Doç. Dr. Savaş, “Avrupa Gıda Güvenlik Ajansı EFSA’nın ilgili Panel Başkanı Dr. Helle Knutsen, kahve beyazlatıcılarda kullanılabilen palm yağı hakkında daha önce 'Glisidol’ün (palm yağı üretiminde oluşabilen) genotoksik ve kanserojen olduğuna dair yeterli kanıt var, bu nedenle panelimiz glisidil yağ asidi esterleri (GE) için güvenli bir seviye belirlemedi' demişti.
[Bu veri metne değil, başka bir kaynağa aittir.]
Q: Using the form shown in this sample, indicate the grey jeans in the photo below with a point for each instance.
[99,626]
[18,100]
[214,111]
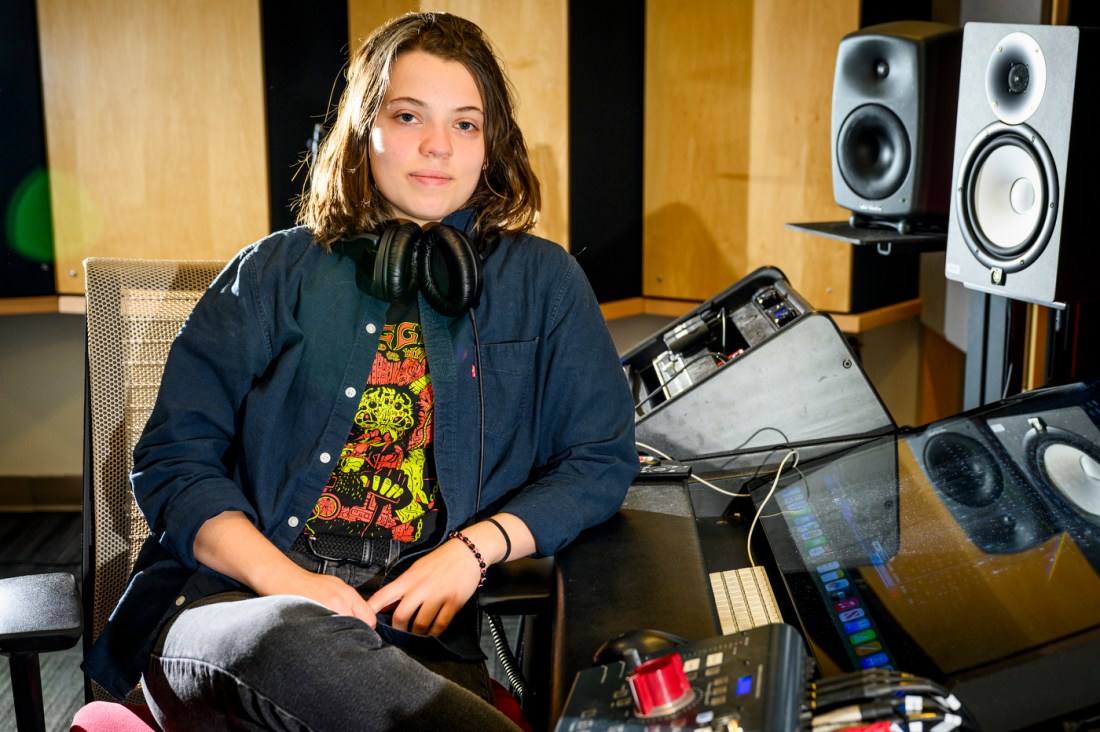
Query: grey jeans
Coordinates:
[240,662]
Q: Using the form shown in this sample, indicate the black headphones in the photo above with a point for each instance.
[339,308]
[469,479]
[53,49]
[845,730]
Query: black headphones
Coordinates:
[439,261]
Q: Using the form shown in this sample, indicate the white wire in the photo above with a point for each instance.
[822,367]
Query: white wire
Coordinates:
[756,517]
[649,448]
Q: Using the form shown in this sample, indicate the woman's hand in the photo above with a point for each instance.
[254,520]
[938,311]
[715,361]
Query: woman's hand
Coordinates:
[330,591]
[231,545]
[427,596]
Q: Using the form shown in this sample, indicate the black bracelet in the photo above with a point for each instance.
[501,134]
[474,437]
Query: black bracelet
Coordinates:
[507,541]
[470,545]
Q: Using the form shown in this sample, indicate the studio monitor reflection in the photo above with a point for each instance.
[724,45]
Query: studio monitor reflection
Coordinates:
[983,493]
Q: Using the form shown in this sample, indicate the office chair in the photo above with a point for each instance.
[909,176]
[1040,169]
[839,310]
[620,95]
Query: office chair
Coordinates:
[134,309]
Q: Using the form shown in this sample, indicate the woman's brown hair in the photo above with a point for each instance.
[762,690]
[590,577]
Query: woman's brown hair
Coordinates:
[342,199]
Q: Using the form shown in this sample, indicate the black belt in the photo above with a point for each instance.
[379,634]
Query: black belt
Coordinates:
[334,547]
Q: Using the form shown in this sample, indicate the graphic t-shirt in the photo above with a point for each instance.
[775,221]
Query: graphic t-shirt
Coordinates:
[384,483]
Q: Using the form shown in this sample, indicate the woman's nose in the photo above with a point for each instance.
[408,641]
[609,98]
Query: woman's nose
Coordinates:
[437,141]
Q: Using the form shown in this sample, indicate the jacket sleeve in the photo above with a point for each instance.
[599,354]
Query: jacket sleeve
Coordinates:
[586,455]
[185,455]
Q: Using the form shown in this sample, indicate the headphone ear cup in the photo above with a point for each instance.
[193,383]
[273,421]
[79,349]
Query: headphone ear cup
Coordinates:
[448,269]
[393,277]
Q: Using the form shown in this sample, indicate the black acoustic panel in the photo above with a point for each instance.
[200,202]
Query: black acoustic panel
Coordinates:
[305,54]
[893,111]
[26,254]
[1024,177]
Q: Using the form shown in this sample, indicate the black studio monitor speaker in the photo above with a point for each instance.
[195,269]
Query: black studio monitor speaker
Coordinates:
[1025,178]
[893,119]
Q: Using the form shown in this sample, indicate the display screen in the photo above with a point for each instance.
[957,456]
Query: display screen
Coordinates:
[941,552]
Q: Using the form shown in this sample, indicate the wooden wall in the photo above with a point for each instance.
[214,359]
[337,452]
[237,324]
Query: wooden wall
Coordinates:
[154,129]
[794,45]
[738,104]
[531,39]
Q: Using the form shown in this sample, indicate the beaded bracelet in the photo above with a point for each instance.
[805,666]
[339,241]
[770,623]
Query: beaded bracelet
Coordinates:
[507,539]
[470,545]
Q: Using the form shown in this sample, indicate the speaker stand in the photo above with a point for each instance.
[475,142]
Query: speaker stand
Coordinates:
[996,345]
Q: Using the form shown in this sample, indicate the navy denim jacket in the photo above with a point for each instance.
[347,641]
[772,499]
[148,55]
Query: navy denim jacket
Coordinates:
[263,381]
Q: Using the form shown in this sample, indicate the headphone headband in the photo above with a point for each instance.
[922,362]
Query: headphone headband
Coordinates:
[439,261]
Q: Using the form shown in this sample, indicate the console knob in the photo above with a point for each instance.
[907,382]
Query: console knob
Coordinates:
[660,687]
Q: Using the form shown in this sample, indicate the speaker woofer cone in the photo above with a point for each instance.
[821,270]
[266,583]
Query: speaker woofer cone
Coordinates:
[872,152]
[1008,196]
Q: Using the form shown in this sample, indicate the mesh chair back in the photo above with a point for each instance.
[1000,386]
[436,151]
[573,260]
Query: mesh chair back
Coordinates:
[135,308]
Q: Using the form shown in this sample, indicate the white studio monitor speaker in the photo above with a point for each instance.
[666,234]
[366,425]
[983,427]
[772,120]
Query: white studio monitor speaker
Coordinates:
[1024,175]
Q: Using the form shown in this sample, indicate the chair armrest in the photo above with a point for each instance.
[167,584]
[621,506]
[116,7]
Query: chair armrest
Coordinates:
[40,613]
[523,587]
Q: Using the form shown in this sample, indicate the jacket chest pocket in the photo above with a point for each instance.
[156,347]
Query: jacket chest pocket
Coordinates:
[508,372]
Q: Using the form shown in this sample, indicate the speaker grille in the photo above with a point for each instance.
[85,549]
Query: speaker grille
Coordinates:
[1015,78]
[872,152]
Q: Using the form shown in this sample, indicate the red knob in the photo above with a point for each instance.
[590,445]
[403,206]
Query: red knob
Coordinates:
[660,687]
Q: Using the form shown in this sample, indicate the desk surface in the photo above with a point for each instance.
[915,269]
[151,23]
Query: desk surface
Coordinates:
[651,552]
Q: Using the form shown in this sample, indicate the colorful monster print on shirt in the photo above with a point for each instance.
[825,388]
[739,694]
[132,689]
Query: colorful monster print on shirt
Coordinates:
[384,483]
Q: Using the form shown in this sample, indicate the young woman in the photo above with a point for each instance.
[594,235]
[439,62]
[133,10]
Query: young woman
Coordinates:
[363,413]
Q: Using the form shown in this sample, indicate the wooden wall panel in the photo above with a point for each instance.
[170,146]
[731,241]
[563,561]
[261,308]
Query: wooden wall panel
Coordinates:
[790,172]
[699,63]
[154,129]
[531,39]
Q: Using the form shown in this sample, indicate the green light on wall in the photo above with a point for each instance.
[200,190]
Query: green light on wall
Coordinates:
[29,222]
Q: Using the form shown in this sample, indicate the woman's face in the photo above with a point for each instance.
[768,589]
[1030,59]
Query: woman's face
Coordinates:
[427,144]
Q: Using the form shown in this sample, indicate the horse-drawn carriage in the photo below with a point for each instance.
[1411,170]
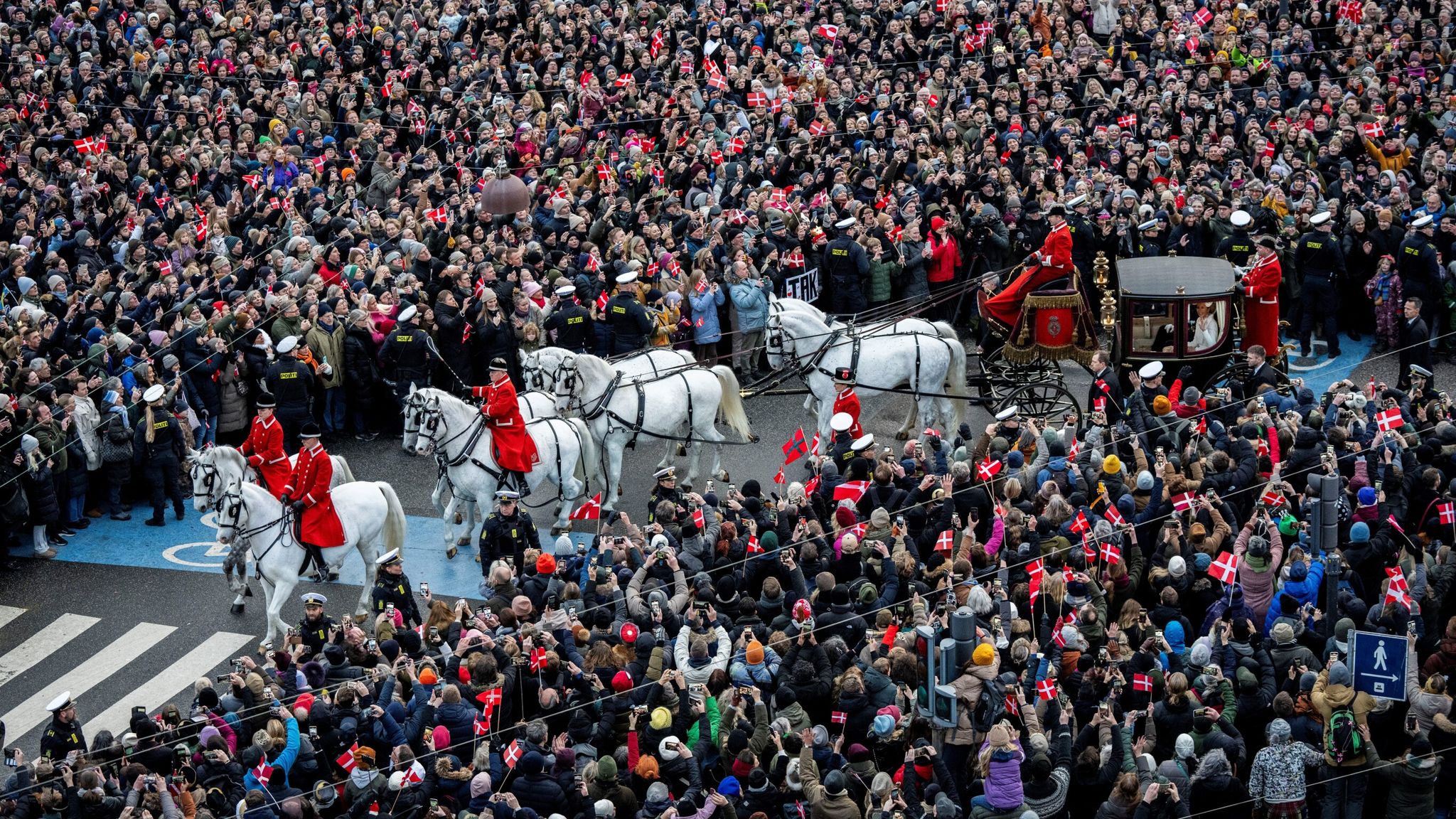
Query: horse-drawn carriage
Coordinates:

Bunun anlamı; çok yüksek derecede sıcaklıkla rafine edilerek üretilen palm yağının içinde genleri bozabilen ve kansere yol açabilen kimyasal maddelerin yer alabileceğidir. Kahve beyazlatıcılarda şeker yerine yaygın olarak kullanılabilen glikoz şurubu ile ilgili olarak da benzer endişeler mevcuttur. Glikoz şurubu, nişastanın hidroliziyle yapılan bir şuruptur. Nişasta kaynağı olarak genellikle mısır kullanıldığı için mısır şurubu olarak da bilinir" dedi.
Mısır şurubunun insan sağlığına etkilerine dair güncel birçok araştırma yapılmakta olduğunu anımsatan Dr. Savaş, "Bu konunun henüz yeterince aydınlatılamamış olması ve hazır gıdalarda şeker yerine mısır şurubu kullanımının giderek yaygınlaşması dikkate alındığında ihtiyatlı olmakta ve günlük alınan mısır şurubunu kontrol altında tutmakta fayda vardır. Kahve beyazlatıcılar bu yönden de tehlike içerebilirler” ifadelerini kullandı.